This repository contains a Dockerfile for building a sqlite database from the miRBase data.
Run ./scripts/build.sh or run the following command:
docker build -t thavlik/mirbase:latest .See tables.sql for how the tables are created. Note that the schema used for sqlite differs from the official miRBase release.
There are two ways to utilize the prebuilt image: as a base image, and the mirbase command line.
When used as a base image, where you can find the database file at /mirbase.sqlite:
# Create a reference to the database image as a build stage.
FROM thavlik/mirbase:latest AS db
# Create your image here.
FROM debian:latest
COPY --from=db /mirbase.sqlite /opt/mirbase.sqlite
#
# Now your docker image contains the prebuilt
# sqlite database file at /opt/mirbase.sqlite
#Note: the only time you must build this image is if you want to change how data is handled. For example, you want to insert into a PostgreSQL server instead of writing to a sqlite file. If sqlite is sufficient for you, you are encouraged to use the prebuilt image.
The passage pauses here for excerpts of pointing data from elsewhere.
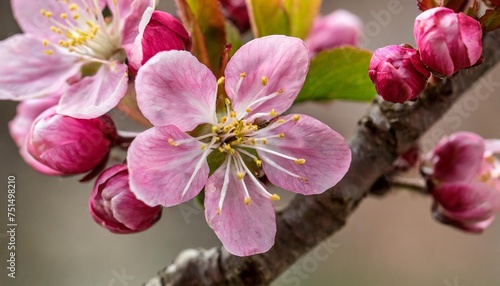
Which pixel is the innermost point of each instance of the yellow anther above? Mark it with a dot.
(258, 163)
(264, 80)
(490, 159)
(275, 197)
(300, 161)
(221, 80)
(172, 142)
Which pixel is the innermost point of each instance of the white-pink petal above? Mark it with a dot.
(326, 153)
(159, 172)
(175, 88)
(95, 95)
(243, 229)
(28, 73)
(270, 64)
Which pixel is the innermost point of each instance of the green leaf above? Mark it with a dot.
(268, 17)
(301, 14)
(341, 73)
(205, 22)
(490, 20)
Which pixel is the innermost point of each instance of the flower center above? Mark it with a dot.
(85, 32)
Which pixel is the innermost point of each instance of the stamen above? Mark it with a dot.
(224, 184)
(197, 168)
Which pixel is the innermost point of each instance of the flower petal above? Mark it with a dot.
(27, 72)
(158, 31)
(95, 95)
(131, 14)
(282, 60)
(243, 229)
(458, 157)
(159, 171)
(175, 88)
(326, 153)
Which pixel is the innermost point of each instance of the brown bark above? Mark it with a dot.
(384, 132)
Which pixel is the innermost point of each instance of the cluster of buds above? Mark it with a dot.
(447, 42)
(464, 179)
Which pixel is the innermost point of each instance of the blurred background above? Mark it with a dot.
(391, 241)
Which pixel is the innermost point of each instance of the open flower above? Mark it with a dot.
(247, 137)
(71, 41)
(464, 178)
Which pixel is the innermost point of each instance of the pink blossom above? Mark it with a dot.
(338, 28)
(464, 178)
(158, 31)
(70, 145)
(246, 138)
(113, 206)
(20, 125)
(448, 41)
(63, 38)
(398, 73)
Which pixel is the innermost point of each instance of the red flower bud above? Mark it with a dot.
(448, 41)
(69, 145)
(115, 207)
(398, 73)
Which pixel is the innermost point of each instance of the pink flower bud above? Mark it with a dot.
(69, 145)
(448, 41)
(236, 11)
(463, 177)
(338, 28)
(398, 73)
(456, 158)
(159, 31)
(20, 125)
(115, 207)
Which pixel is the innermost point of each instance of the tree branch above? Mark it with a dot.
(386, 131)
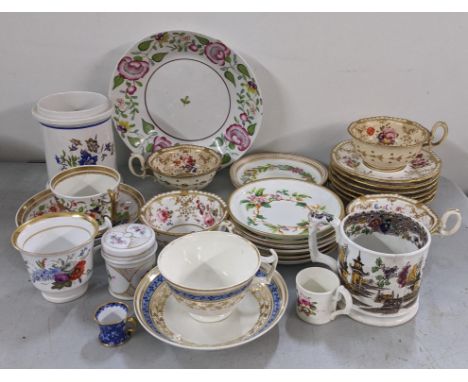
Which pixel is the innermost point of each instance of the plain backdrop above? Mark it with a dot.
(317, 72)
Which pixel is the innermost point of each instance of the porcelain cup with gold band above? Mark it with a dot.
(349, 178)
(179, 167)
(381, 258)
(93, 190)
(389, 144)
(210, 272)
(448, 224)
(57, 250)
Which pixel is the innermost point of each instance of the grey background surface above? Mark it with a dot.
(36, 333)
(318, 72)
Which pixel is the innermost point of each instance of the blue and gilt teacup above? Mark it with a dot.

See init_store.go for code that demonstrates how to open the database. It is advised to optimize your connection query for your application. Note that go-sqlite3 requires compiling with CGO_ENABLED=1.
tables.sql creates an fts5 virtual table to fuzzy search for rows in the mirna table. The trigram tokenizer provides a fuzzy searching behavior.
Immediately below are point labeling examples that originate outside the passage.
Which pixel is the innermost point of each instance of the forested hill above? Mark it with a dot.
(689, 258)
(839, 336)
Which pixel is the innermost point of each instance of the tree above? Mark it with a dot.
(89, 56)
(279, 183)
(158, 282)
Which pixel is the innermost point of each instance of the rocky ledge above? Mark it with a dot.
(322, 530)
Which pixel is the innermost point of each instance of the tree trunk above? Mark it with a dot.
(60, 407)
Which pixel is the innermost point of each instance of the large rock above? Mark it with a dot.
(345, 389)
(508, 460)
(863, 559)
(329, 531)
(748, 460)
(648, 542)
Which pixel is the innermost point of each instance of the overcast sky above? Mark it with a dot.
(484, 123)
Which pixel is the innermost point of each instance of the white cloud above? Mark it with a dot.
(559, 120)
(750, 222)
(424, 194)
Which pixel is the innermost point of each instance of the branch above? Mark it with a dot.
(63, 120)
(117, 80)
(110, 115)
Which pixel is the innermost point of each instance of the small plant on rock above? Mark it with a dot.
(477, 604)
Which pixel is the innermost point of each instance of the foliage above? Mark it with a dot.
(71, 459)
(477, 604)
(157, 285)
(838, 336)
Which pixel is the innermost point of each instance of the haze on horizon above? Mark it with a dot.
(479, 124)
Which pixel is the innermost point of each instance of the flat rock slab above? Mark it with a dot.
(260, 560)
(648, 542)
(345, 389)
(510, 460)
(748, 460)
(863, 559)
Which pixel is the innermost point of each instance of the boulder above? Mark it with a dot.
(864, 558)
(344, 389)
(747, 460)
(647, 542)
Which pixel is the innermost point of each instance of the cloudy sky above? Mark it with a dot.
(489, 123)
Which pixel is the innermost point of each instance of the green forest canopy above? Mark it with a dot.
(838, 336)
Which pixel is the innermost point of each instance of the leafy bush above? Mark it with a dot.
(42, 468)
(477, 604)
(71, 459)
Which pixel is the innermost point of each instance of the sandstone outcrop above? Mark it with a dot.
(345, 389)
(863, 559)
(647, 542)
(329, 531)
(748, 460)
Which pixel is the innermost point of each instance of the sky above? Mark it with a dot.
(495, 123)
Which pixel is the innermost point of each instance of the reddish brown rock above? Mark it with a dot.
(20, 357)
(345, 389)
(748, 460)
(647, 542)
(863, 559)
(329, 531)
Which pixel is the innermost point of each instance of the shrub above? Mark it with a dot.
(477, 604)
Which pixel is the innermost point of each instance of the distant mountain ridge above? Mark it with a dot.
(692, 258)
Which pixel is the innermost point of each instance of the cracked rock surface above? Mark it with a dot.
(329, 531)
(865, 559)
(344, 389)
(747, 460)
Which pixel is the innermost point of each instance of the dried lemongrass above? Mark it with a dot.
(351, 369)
Here is some example code written in Go that demonstrates paginated fuzzy searching and applies bold (<b> and </b>) tags to the matched text. Note that go-sqlite3 with the search function requires compiling with both CGO_ENABLED=1 and -tags "fts5".
type MiRNASearchResult struct {
MiRNAAcc string `json:"mirna_acc"`
MiRNAID string `json:"mirna_id"`
Description string `json:"description,omitempty"`
Sequence string `json:"sequence,omitempty"`
Comment string `json:"comment,omitempty"`
}
// SearchMiRNAs fuzzy searches the sqlite database for miRNAs,
// partially matching accession number, ID, description, sequence,
// or comment. Results are sorted by rank and paginated.
func SearchMiRNAs(
ctx context.Context,
db *sql.DB,
query string,
pageSize int,
page int,
) ([]*MiRNASearchResult, error) {
rows, err := db.QueryContext(
ctx,
`SELECT mirna_acc, mirna_id,
highlight(mirna_search, 2, '<b>', '</b>'),
highlight(mirna_search, 3, '<b>', '</b>'),
highlight(mirna_search, 4, '<b>', '</b>')
FROM mirna_search($1)
ORDER BY rank
LIMIT $2 OFFSET $3`,
query,
pageSize,
(page-1)*pageSize,
)
if err != nil {
return nil, errors.Wrap(err, "sql query")
}
defer rows.Close()
results := []*MiRNASearchResult{}
for rows.Next() {
result := new(MiRNASearchResult)
if err := rows.Scan(
&result.MiRNAAcc,
&result.MiRNAID,
&result.Description,
&result.Sequence,
&result.Comment,
); err != nil {
return nil, errors.Wrap(err, "sql scan")
}
results = append(results, result)
}
if err := rows.Err(); err != nil {
return nil, errors.Wrap(err, "sql rows iterator")
}
return results, nil
}The above function is implemented as the search subcommand, which can be ran as follows:
docker run -it --rm thavlik/mirbase:latest mirbase search 12180[
{
"mirna_acc": "MI0040618",
"mirna_id": "mmu-mir-12180",
"description": "Mus musculus miR-\u003cb\u003e12180\u003c/b\u003e stem-loop",
"sequence": "AGUGUUCCAGCAUGGAAGGGGAGGGGUUCCUGAGCUUGUGUCUUUAACCAAGGAGCUGUGGACACUUGA"
},
{
"mirna_acc": "MI0012180",
"mirna_id": "bmo-mir-2731-2",
"description": "Bombyx mori miR-2731-2 stem-loop",
"sequence": "AAACCUAACAGAUGCGAGACCAUGGUAUGUGGAAAUAAAAGCCACCCGGUUUUUAUCUUUCCACACCAAAAGAUCCACAUUUCCCGAGGUG"
}
]The code in this repository for building the database is licensed under MIT.